Closed WZMIAOMIAO closed 4 years ago

WZMIAOMIAO commented 4 years ago

🚀 Feature

First of all, thank the author for sharing the quality code. I found that using focal loss can impove one point mAP(@IOU=0.5)

Training datasets

train_dataset: PASCAL VOC2012 train.txt val_dataset: PASCAL VOC2012 val.txt training epoch: 20 training initial lr: 0.001 end lr: 0.00001 training layer: only training predictor

Description

When I use default setting, I can get the following results.

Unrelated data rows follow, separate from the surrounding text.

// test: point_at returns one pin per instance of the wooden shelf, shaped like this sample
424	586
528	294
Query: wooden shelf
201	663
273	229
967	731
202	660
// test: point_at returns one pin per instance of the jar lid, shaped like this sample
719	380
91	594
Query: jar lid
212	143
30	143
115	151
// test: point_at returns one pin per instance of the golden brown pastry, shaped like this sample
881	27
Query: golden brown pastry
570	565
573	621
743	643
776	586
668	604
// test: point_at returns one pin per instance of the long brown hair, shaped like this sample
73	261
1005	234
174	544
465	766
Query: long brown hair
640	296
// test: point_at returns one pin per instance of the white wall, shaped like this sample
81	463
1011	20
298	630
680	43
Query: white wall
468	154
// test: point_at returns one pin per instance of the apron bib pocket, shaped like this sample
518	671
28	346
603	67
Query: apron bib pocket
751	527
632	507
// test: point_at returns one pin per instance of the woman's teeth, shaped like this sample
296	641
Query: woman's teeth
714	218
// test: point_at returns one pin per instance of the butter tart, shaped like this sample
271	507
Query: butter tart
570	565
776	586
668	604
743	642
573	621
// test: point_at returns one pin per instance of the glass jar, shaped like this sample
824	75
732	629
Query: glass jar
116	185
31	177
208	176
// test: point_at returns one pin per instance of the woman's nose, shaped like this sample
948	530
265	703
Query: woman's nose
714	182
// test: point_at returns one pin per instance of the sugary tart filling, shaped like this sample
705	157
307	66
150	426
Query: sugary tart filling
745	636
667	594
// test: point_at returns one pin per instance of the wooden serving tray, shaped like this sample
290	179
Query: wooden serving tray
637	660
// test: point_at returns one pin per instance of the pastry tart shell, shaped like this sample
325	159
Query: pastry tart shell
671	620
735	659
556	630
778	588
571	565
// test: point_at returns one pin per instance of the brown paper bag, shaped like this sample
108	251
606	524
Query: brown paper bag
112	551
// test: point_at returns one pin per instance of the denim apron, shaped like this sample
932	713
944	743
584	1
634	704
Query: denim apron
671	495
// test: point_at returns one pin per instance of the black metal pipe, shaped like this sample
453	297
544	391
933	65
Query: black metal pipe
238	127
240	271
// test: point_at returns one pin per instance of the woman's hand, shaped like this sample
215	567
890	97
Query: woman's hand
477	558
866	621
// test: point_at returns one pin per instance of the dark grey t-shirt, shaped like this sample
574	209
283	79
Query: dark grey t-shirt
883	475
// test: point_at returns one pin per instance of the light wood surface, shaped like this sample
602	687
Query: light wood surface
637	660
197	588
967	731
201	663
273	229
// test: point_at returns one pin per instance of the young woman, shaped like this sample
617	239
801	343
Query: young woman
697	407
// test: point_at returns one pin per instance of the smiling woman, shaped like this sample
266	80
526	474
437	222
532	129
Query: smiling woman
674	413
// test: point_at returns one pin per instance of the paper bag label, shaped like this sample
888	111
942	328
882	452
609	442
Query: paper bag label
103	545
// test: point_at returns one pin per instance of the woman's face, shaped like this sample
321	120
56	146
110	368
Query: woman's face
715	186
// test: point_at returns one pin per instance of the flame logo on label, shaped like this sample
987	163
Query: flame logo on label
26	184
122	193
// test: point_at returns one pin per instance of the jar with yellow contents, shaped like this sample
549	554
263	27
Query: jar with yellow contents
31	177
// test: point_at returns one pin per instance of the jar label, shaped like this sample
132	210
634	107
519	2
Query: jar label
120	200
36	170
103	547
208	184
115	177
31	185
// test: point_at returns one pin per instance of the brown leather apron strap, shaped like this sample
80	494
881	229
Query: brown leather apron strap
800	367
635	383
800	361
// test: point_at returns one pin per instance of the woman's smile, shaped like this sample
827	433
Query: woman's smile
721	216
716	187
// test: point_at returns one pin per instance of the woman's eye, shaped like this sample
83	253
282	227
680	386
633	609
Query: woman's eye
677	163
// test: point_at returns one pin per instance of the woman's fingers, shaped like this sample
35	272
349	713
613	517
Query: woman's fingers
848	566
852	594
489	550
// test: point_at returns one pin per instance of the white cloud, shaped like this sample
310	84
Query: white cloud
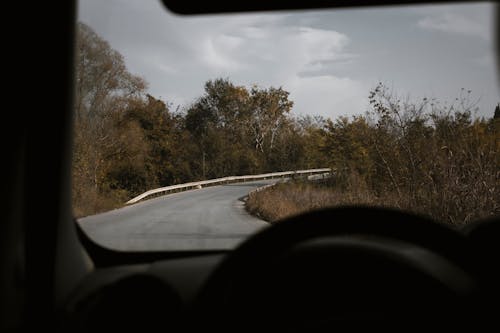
457	23
328	96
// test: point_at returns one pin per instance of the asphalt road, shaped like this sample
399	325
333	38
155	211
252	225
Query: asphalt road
208	218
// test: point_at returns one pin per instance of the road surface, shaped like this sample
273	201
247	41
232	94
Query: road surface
205	219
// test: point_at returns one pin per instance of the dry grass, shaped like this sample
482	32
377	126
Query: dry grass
288	199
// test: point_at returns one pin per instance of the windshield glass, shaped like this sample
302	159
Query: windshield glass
195	132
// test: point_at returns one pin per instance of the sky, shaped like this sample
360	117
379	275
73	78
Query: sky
328	60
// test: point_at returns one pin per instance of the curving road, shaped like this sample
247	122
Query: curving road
209	218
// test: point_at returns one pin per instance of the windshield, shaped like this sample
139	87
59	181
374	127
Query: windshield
195	132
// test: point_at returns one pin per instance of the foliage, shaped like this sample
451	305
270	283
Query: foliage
417	155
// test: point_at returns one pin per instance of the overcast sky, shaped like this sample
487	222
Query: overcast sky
327	60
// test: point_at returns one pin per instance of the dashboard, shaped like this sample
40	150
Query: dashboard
346	268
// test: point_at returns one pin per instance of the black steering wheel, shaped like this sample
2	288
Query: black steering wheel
349	268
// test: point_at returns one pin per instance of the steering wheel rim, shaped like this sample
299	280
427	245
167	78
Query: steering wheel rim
256	251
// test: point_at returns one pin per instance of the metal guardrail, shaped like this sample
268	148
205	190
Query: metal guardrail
225	180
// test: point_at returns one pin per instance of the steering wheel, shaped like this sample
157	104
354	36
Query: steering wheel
347	267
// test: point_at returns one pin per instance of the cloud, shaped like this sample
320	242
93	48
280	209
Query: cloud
177	55
456	23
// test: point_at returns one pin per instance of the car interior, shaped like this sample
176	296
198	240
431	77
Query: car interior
374	268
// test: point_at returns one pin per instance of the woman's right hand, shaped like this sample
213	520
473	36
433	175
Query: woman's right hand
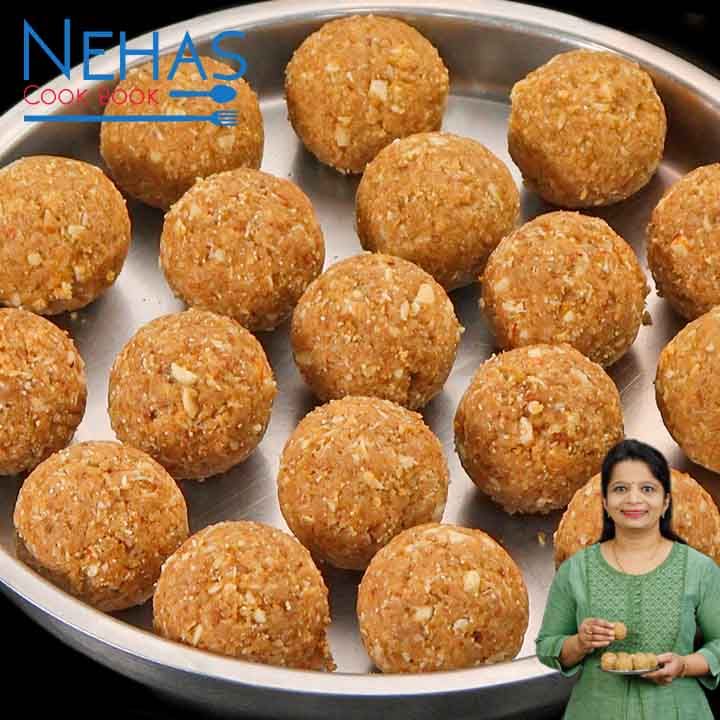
595	633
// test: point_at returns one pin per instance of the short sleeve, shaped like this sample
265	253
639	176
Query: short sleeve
559	621
708	619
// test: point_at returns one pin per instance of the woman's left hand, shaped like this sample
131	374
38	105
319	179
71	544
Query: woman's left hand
672	667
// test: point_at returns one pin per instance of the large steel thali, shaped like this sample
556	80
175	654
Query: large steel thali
487	47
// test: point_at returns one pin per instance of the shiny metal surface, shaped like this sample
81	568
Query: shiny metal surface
487	47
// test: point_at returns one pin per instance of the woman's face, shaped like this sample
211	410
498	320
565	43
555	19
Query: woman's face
635	497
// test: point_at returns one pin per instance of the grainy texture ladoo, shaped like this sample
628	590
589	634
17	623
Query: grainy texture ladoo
194	390
684	243
687	389
375	325
442	597
565	278
586	129
156	162
355	473
249	591
359	83
440	200
695	518
535	424
99	519
42	390
242	243
65	234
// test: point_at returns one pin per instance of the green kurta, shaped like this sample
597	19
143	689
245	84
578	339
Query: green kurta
663	610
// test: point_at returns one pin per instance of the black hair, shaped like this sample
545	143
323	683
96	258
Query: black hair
658	466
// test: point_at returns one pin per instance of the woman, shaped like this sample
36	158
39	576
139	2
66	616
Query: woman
642	575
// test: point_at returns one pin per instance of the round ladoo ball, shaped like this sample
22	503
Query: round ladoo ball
535	424
194	390
565	277
695	518
684	243
439	200
42	390
687	391
375	325
157	162
65	234
99	519
355	473
643	661
360	82
586	129
442	597
249	591
242	243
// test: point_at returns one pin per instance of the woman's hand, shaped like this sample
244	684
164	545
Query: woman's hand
595	633
672	666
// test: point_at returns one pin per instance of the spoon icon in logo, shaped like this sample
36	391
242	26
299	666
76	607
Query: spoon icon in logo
220	93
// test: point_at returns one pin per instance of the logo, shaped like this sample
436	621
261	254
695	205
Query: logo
186	54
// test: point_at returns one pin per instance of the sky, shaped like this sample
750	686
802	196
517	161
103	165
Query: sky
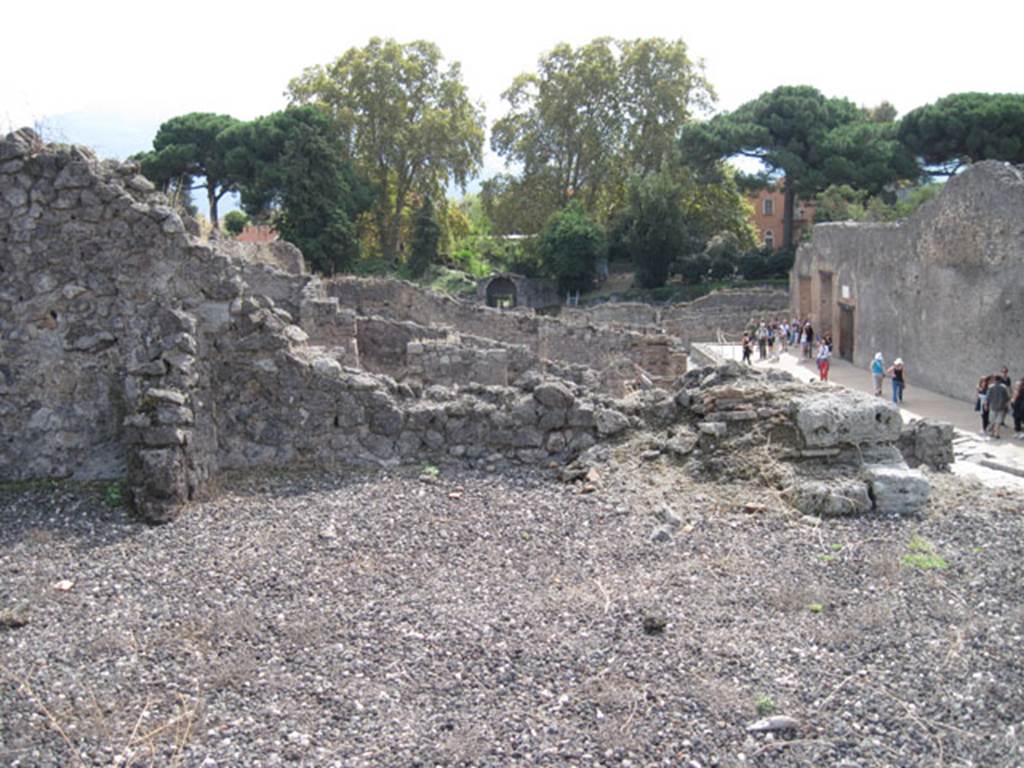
108	74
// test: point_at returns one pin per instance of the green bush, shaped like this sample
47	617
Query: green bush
569	247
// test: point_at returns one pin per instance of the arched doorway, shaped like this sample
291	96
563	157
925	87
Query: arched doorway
501	293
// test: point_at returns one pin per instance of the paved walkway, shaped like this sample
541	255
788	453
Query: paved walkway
1005	455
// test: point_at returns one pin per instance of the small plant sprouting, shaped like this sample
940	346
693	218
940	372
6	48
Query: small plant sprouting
923	555
113	495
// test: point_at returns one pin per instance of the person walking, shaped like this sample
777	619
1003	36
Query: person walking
823	354
762	341
878	373
981	406
1017	406
899	380
998	403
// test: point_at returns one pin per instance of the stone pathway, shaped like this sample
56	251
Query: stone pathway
995	462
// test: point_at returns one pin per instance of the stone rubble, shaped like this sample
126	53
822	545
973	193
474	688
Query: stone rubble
128	347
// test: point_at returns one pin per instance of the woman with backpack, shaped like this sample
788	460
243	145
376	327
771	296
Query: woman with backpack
823	354
878	373
899	380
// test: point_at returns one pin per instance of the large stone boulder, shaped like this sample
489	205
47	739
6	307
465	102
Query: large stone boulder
829	499
927	442
844	418
896	488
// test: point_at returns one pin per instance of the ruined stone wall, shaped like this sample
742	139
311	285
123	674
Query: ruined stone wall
549	338
129	349
943	290
700	320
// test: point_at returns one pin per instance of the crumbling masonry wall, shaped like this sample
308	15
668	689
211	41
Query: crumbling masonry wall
130	349
943	290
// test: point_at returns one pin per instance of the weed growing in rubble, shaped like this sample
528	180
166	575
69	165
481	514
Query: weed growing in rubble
113	495
923	555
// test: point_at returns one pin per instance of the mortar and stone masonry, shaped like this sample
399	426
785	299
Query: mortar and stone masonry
129	348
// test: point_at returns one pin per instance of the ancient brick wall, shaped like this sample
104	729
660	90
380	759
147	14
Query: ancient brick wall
943	290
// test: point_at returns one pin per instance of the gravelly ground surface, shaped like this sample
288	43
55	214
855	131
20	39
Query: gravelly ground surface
498	619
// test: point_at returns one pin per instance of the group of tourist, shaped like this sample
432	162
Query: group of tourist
997	398
767	334
896	372
786	333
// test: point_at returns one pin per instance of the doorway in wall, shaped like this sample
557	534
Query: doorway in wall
804	294
502	293
846	332
824	303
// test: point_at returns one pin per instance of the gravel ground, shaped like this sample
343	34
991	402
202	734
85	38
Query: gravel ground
499	619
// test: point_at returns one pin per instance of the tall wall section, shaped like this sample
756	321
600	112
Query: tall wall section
943	290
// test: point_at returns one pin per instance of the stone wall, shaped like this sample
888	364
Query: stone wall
729	311
549	338
529	292
943	290
130	349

 Average Precision  (AP) @[ IoU=0.50:0.95 | area=   all | maxDets=100 ] = 0.582
 Average Precision  (AP) @[ IoU=0.50      | area=   all | maxDets=100 ] = 0.809
 Average Precision  (AP) @[ IoU=0.75      | area=   all | maxDets=100 ] = 0.644
 Average Precision  (AP) @[ IoU=0.50:0.95 | area= small | maxDets=100 ] = 0.199
 Average Precision  (AP) @[ IoU=0.50:0.95 | area=medium | maxDets=100 ] = 0.464
 Average Precision  (AP) @[ IoU=0.50:0.95 | area= large | maxDets=100 ] = 0.666
 Average Recall     (AR) @[ IoU=0.50:0.95 | area=   all | maxDets=  1 ] = 0.464
 Average Recall     (AR) @[ IoU=0.50:0.95 | area=   all | maxDets= 10 ] = 0.693
 Average Recall     (AR) @[ IoU=0.50:0.95 | area=   all | maxDets=100 ] = 0.717
 Average Recall     (AR) @[ IoU=0.50:0.95 | area= small | maxDets=100 ] = 0.378
 Average Recall     (AR) @[ IoU=0.50:0.95 | area=medium | maxDets=100 ] = 0.621
 Average Recall     (AR) @[ IoU=0.50:0.95 | area= large | maxDets=100 ] = 0.779

When I use focal loss fuction, I can get the following results.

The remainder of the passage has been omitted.